El informe señala que, en numerosos países, la relación entre poder político y prensa se ha deteriorado de forma sostenida. Centroamérica ofrece ejemplos extremos y dolorosos: persecución judicial, cierre de medios, exilios forzados y criminalización del periodismo en Nicaragua, El Salvador, Honduras y Guatemala.
Costa Rica no vive ese nivel de represión, pero sí muestra síntomas preocupantes de erosión democrática: deslegitimación sistemática de la prensa crítica, ataques verbales desde el poder, intentos de presentar a periodistas como «enemigos» o «activistas» y una narrativa que convierte la fiscalización en supuesta obstrucción.
En este contexto, la ética periodística cumple una doble función: proteger a la ciudadanía de la manipulación y proteger al propio periodismo de convertirse en un actor partidista, reactivo o instrumentalizado.
El informe es claro en un punto fundamental: la inteligencia artificial puede apoyar tareas técnicas, pero no reemplaza el juicio ético ni la responsabilidad editorial. La confianza de las audiencias sigue estando asociada a personas, no a máquinas.
En una región donde la desinformación se amplifica con rapidez —incluidos contenidos generados o manipulados por IA—, la ética periodística debe traducirse en prácticas concretas: transparencia sobre las fuentes, corrección oportuna de errores, separación clara entre información y opinión, distinción explícita entre contenido periodístico y publicidad, y rechazo frontal a discursos de odio y campañas de manipulación.
Otro hallazgo clave del informe es la fragmentación del consumo informativo. Cada vez más personas se informan dentro de burbujas digitales reforzadas por algoritmos y creadores de contenido sin estándares profesionales.
Para Costa Rica y Centroamérica, esto representa un riesgo democrático directo. Sin hechos compartidos, el debate público se degrada. Sin medios creíbles, el espacio común es ocupado por rumores, propaganda y narrativas emocionales diseñadas para dividir.
El periodismo ético no consiste en fingir neutralidad absoluta, sino en ofrecer información verificable que permita disentir sobre bases comunes.
El informe señala que los medios están explorando suscripciones, membresías y comunidades de apoyo como alternativas al modelo publicitario tradicional. Pero esta transición solo será legítima si preserva la independencia editorial.

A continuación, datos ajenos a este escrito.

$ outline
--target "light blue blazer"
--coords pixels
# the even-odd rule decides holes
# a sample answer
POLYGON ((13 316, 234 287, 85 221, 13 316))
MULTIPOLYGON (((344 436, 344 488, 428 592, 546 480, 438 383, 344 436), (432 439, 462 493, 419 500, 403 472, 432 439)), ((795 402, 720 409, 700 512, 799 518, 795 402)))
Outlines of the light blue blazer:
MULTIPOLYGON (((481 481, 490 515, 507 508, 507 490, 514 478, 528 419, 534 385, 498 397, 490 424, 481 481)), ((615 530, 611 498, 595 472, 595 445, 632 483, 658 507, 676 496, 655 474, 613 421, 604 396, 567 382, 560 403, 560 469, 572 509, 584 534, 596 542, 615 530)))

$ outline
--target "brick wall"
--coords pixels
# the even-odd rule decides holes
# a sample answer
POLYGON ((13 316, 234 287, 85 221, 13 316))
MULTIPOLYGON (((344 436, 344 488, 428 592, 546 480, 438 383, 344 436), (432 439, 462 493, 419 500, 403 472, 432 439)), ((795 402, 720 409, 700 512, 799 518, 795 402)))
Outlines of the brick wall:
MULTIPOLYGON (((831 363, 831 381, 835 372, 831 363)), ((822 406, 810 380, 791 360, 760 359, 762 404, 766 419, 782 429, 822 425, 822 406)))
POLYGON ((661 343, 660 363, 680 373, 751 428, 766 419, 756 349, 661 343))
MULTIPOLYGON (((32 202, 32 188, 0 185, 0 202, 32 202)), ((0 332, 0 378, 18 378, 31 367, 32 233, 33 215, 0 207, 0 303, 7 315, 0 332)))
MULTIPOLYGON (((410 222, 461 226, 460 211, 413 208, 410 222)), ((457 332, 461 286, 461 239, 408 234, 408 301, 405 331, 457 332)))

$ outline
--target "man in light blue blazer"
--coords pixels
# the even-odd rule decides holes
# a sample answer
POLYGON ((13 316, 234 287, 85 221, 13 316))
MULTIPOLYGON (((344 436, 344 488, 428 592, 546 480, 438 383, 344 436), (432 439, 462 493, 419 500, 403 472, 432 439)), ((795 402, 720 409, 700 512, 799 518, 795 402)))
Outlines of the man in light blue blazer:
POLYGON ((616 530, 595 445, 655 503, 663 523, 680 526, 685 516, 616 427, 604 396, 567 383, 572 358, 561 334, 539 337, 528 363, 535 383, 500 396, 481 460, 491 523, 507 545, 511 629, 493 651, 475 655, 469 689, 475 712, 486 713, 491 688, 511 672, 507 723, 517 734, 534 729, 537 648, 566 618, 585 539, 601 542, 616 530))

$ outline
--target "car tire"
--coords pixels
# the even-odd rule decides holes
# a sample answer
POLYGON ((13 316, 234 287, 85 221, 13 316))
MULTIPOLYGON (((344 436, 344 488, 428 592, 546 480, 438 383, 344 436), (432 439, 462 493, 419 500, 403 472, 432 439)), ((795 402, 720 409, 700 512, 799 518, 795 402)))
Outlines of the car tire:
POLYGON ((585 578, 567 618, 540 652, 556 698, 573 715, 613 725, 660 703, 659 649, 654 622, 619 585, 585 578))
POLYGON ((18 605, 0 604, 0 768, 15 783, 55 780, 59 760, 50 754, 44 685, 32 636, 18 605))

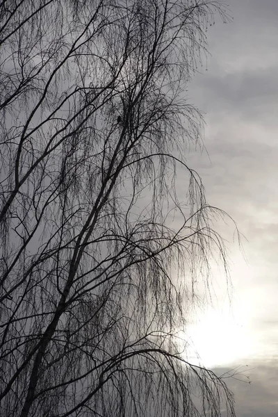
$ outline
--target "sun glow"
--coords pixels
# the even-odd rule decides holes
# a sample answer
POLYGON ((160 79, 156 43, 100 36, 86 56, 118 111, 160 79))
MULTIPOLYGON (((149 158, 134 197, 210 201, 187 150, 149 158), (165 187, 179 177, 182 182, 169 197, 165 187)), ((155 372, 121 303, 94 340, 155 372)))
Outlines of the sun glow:
POLYGON ((178 334, 184 359, 206 368, 240 364, 251 350, 245 326, 234 315, 209 309, 186 332, 178 334))

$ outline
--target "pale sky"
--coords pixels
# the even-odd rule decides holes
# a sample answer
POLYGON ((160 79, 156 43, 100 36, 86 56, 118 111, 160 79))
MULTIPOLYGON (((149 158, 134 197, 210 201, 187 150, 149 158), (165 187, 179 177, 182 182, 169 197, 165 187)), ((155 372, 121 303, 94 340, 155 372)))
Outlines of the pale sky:
POLYGON ((233 22, 210 28, 208 70, 203 67, 190 86, 191 103, 206 113, 209 158, 192 152, 188 165, 202 177, 208 202, 227 211, 246 238, 247 261, 231 225, 220 224, 229 240, 231 304, 216 273, 215 308, 199 315, 192 338, 218 372, 243 366, 245 382, 229 382, 238 417, 277 416, 278 1, 231 0, 229 8, 233 22))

En sociedades polarizadas y desiguales como las centroamericanas, la sostenibilidad del periodismo no puede depender ni del favor del poder político ni de la lógica del mercado sin límites. Requiere confianza social, y esa confianza se construye lenta, pero sólidamente con ética.

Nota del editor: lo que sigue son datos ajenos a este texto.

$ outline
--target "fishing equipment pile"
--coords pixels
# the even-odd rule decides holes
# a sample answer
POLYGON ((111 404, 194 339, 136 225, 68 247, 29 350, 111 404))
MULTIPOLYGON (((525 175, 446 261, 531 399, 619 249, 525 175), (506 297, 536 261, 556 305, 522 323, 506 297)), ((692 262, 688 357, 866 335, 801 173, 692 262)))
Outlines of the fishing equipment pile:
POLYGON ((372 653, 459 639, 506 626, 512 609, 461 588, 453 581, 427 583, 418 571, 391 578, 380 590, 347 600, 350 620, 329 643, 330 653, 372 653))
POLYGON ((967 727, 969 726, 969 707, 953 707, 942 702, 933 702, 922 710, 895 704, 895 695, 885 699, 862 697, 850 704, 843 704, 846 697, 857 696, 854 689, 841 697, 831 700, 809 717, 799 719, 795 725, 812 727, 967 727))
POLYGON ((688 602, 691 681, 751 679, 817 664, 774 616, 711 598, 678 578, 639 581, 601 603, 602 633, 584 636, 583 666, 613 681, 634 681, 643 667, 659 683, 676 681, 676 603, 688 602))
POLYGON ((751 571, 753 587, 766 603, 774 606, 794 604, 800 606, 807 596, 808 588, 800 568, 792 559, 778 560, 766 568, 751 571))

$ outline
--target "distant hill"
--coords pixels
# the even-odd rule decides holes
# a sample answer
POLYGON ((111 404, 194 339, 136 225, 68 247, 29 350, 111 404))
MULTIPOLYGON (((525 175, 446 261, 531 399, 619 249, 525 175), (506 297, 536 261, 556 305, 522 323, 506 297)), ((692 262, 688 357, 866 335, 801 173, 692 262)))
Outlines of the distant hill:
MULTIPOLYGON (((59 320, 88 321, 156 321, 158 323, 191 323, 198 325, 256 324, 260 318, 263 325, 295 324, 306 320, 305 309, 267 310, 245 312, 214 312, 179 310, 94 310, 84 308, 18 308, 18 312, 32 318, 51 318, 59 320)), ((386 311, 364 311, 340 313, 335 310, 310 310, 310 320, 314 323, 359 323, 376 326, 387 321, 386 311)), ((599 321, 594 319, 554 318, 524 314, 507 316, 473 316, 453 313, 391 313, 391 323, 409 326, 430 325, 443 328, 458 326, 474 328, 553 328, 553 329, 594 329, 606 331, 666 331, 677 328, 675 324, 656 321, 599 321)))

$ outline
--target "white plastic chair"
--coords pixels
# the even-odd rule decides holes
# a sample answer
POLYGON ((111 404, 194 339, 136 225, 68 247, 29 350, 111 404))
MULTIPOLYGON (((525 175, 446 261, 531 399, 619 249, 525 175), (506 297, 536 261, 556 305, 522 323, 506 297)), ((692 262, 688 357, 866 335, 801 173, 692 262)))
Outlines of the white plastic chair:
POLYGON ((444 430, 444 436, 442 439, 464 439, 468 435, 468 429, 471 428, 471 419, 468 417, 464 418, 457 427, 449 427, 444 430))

El futuro del periodismo costarricense no lo decidirán los algoritmos ni la inteligencia artificial sino las decisiones humanas: qué se investiga, a quién se fiscaliza, qué se publica y bajo qué principios.

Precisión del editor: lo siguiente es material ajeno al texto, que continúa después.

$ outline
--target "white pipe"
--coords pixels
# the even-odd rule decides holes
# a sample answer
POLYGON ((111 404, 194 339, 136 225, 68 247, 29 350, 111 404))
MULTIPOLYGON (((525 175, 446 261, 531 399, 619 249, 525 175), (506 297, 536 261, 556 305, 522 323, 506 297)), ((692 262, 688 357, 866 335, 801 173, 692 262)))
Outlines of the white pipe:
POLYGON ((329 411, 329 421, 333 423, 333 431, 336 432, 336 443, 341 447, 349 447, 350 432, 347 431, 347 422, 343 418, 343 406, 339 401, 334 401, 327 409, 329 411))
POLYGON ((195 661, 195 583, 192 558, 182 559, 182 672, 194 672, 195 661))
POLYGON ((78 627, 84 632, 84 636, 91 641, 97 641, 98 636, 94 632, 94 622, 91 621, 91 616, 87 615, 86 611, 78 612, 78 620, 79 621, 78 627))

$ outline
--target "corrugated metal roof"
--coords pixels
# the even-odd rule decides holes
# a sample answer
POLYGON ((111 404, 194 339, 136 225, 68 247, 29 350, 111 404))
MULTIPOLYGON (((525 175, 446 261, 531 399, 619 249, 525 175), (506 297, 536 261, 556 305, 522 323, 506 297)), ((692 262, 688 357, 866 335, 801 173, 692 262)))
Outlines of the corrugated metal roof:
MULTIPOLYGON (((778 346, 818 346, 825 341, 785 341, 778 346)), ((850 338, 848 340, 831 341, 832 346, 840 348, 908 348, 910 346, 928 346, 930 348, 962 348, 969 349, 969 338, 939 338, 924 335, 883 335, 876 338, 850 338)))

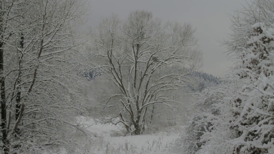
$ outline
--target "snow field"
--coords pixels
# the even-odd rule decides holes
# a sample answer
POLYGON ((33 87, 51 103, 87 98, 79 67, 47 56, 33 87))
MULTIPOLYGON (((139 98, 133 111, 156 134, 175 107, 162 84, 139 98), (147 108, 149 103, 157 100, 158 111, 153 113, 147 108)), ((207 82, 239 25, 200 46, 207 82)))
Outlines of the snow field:
POLYGON ((123 134, 120 133, 123 130, 121 125, 102 124, 92 118, 83 116, 77 118, 80 123, 94 136, 92 137, 92 145, 83 145, 83 147, 78 150, 79 153, 172 153, 169 151, 179 134, 161 132, 151 135, 113 137, 123 134))

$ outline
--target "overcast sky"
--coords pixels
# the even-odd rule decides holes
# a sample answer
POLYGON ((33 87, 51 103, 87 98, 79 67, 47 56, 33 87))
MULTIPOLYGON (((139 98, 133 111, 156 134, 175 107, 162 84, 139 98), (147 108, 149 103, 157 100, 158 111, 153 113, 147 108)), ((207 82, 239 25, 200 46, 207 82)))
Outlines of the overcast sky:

En una región donde el autoritarismo avanza y la verdad es cada vez más disputada, defender la ética periodística es defender la democracia misma. No como consigna, sino como práctica diaria. Porque cuando el poder grita y el algoritmo empuja, el mayor acto de resistencia sigue siendo informar con rigor, contexto y responsabilidad. Es acá donde se diferencia el buen periodismo del malo.